Peki, ebeveynler olarak biz neden bu boşluğu dolduramıyoruz?
Her zaman azarlanan, yapamadığı şeyler için çocuklarının yeren aileler yerine, yapılan güzellikleri gören, onları takdir eden ancak ortaya çıkan problemlerde ise suçlayıcı bir tavır yerine uzlaşmacı bir çözüm ile gelecek olan bir yaklaşım her zaman daha iyi dönüşler sağlayacaktır. Ki erdemli davranışlarda güzel bir tebessüm ile samimi içten bir sarılma ve beraberinde iyi ki varsın diyerek sarf edilen sözler hem çocukların karakter gelişimlerinde hem de gelecekte sarf edecekleri eylemlerinde, hayatları için alacakları radikal kararlarında bir hayli faydalı olacaklarını söylememize dahi gerek yok.
Dininden, öz değerlerinden uzaklaşmış bu gençlerimizi nasıl bir hengâmenin içine attığımızın farkında mıyız peki? Cevap “ Hayır(!) “ olacaktır. O halde bir ebeveyn olarak yazılanları sindirip bir öz eleştiri yapalım, korkmadan, çekinmeden. Öyle ya evlatlarımız mevzu bahis.
Peygamber efendimiz Muhammed Mustafa (s.a.v)’nın Rifk sahibi olduğunu görmekteyiz. Allah’u Teâla ayeti kerimesinde mealen şöyle buyurmakta;
“ Allah’ tan bir rahmet dolayısıyla onlara yumuşak davrandın. Eğer kaba, katı yürekli olsaydın onlar çevrenden dağılır giderlerdi. Öyleyse onları bağışla, onlar için bağışlanma dile ve il konusunda onlarla müşavere et. Eğer azmedersen artık Allah’a tevekkül et. Şüphesiz Allah, tevekkül edenleri sever.” (Al-i İmran 159.)

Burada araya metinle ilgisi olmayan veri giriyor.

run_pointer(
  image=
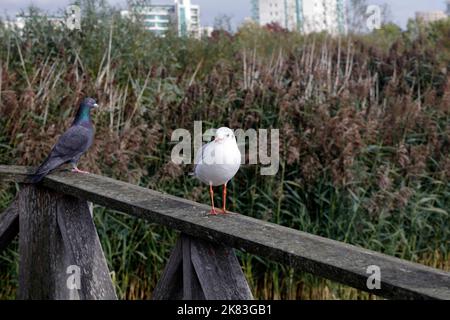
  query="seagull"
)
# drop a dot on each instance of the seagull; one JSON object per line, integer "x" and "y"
{"x": 71, "y": 145}
{"x": 217, "y": 162}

Bu ayetle Peygamber aleyhi salatı vesselam efendimizin rifk sahibi yani yumuşak huylu olduğunu ve böyle davranması hasebiyle insanları kendi tarafına çektiğini görüyoruz. Peki, biz ne kadar rifk sahibiyiz? Hiç sorduk mu kendimize? Bu konuda en iyi kaynak kitap olan Kur’anı Kerim’den, Hadisten uzak olan bir ebeveyn, evlatlarına ne derece fayda sağlayabilir?
“ Ve biz seni, ancak âlemlere rahmet olarak gönderdik.” (Enbiya 107) Bu ayette bile Rahman olan Mevla’mız kimi örnek olarak almamız gerektiğini vurgulamakta.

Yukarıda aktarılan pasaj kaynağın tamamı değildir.